The sequencing is also a persuasive technique. The scene before the cartoon shows how many gun deaths there are per year in major countries across the world. The figures start high, with Germany having 381, and then decreasing until Japan which has 39. Finally, it gives the figure for America which is 11,127. This scene is persuasive as it highlights the fact that there is a problem in America, and Moore is conveying his viewpoint to the viewer.

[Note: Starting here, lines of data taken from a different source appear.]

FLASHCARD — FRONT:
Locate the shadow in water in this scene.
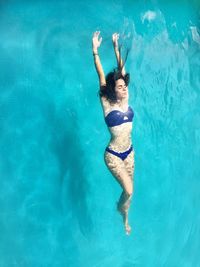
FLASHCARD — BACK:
[48,98,92,235]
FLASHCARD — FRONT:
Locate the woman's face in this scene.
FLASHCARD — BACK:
[115,79,128,100]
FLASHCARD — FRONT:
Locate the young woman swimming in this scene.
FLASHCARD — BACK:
[92,31,134,237]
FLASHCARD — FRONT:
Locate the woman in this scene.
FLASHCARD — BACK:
[92,31,134,237]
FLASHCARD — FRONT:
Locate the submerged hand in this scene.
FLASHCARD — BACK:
[112,32,119,47]
[92,31,102,49]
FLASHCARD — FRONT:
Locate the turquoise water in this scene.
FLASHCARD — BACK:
[0,0,200,267]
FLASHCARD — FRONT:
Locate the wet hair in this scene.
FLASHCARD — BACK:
[99,47,130,103]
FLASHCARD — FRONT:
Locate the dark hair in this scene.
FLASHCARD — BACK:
[99,47,130,102]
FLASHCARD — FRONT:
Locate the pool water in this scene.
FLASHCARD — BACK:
[0,0,200,267]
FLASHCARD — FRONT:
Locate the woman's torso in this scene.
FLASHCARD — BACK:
[101,96,134,152]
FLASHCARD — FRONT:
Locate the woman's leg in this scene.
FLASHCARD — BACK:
[104,152,133,234]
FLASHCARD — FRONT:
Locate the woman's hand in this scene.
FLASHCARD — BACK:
[92,31,102,51]
[112,32,119,48]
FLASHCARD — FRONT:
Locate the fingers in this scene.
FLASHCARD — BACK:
[93,31,100,37]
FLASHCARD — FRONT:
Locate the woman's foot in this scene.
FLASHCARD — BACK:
[117,202,131,235]
[125,223,131,235]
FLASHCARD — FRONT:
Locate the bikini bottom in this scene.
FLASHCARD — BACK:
[106,145,133,160]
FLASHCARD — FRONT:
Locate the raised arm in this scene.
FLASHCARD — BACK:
[112,33,126,76]
[92,31,106,86]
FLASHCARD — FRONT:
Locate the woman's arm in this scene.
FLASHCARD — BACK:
[92,31,106,86]
[112,33,126,76]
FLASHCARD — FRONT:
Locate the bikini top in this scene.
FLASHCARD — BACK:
[105,106,134,127]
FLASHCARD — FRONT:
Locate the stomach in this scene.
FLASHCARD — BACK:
[108,122,132,152]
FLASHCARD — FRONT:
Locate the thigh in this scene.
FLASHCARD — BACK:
[104,151,132,192]
[124,150,135,179]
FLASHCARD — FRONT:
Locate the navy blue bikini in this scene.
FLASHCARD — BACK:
[105,106,134,160]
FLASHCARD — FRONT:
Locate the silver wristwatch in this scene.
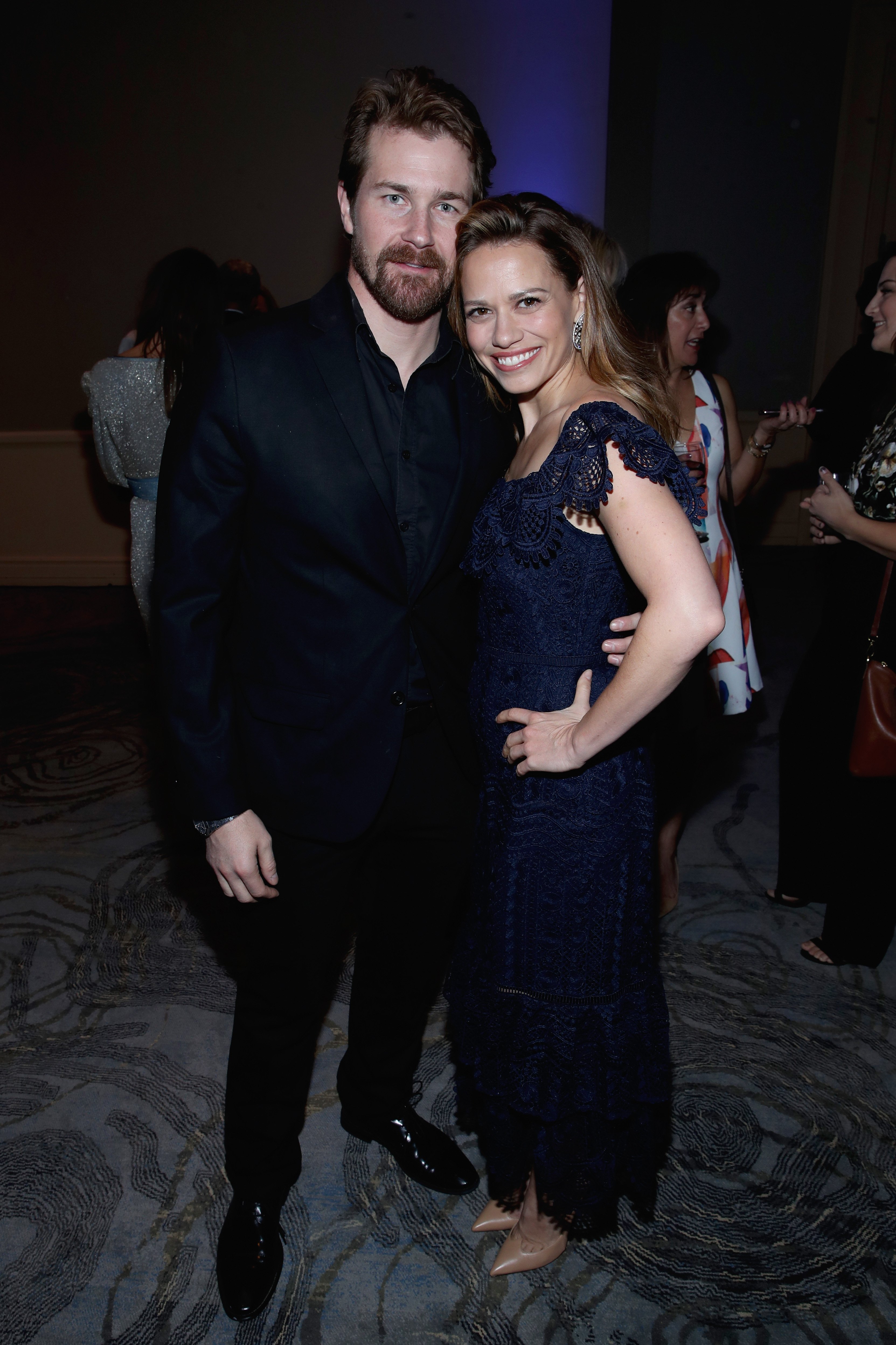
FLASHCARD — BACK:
[193,812,239,837]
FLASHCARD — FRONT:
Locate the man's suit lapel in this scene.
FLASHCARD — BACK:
[310,277,400,545]
[410,355,496,600]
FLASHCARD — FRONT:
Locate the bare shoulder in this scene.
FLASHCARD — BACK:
[563,383,644,424]
[712,374,735,410]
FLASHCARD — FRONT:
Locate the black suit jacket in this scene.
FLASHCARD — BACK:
[154,276,513,841]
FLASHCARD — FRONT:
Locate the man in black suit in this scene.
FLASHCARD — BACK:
[156,68,513,1319]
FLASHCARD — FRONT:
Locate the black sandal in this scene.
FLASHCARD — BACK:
[799,939,842,967]
[766,888,809,911]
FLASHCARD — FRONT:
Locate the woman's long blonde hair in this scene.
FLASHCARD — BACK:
[447,192,678,444]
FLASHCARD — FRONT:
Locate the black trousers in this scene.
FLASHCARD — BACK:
[224,710,477,1201]
[778,624,896,967]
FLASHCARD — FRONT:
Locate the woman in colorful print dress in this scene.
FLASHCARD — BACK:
[768,256,896,967]
[614,253,815,915]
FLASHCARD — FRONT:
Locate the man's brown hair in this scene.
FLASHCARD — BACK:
[339,66,496,202]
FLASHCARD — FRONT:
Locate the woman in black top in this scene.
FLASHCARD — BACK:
[768,257,896,967]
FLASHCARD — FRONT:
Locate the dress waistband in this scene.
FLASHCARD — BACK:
[485,644,606,668]
[128,476,158,500]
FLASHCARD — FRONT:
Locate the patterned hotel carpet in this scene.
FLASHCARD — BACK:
[0,551,896,1345]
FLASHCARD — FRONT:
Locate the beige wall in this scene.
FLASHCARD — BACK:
[0,412,809,585]
[0,429,129,585]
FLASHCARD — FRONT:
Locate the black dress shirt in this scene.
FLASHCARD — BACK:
[352,293,463,703]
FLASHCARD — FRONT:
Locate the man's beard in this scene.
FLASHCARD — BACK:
[352,234,451,323]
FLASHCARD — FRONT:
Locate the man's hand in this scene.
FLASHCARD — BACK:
[600,612,641,667]
[206,808,278,902]
[494,668,591,775]
[799,467,856,546]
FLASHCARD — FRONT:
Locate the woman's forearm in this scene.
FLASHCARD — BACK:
[837,512,896,561]
[574,605,724,761]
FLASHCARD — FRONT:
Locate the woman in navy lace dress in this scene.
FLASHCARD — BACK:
[449,195,723,1274]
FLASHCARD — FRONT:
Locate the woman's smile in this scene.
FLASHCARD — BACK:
[492,346,543,373]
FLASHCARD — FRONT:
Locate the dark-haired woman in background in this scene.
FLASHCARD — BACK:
[81,247,222,628]
[768,256,896,967]
[618,253,814,915]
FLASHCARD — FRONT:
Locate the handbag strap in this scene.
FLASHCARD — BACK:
[700,368,744,584]
[868,561,893,659]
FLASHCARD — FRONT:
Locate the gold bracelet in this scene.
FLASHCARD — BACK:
[747,434,771,463]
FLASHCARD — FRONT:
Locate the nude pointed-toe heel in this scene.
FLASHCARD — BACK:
[471,1200,523,1233]
[489,1224,567,1275]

Another persuasive technique that is used in this scene is the use of facts. In the cartoon, Moore only selects specific facts and makes changes to them in order to effectively convey his viewpoint to the viewer. For example, in the cartoon, it states that the black people outnumbered the white people in many parts of the south and that there were uprisings. This is not the entire truth as black people only outnumbered people in remote areas. Moore deliberately changes the facts to persuade the viewers to his viewpoint, that America should have stricter laws on gun control. By changing facts, it is a powerful persuasive technique that Moore uses to sway the viewer to his point of view.
In conclusion, I believe that Moore uses a number of persuasive techniques in order to make the viewer believe his viewpoint. This viewpoint is that America does not have strict enough laws on gun control. This was highlighted by the Columbine shootings at the ease two pupils of a school could purchase guns and attack their fellow pupils. Moore uses humour and sarcasm as the main way to persuade the viewer. By having a humorous scene, the viewer laughs along with what is being shown and sides with the viewpoint. Another main persuasive technique used is the use of emotive language. This is most apparent in the Wonderful World scene, where images of dead people and specific words are used.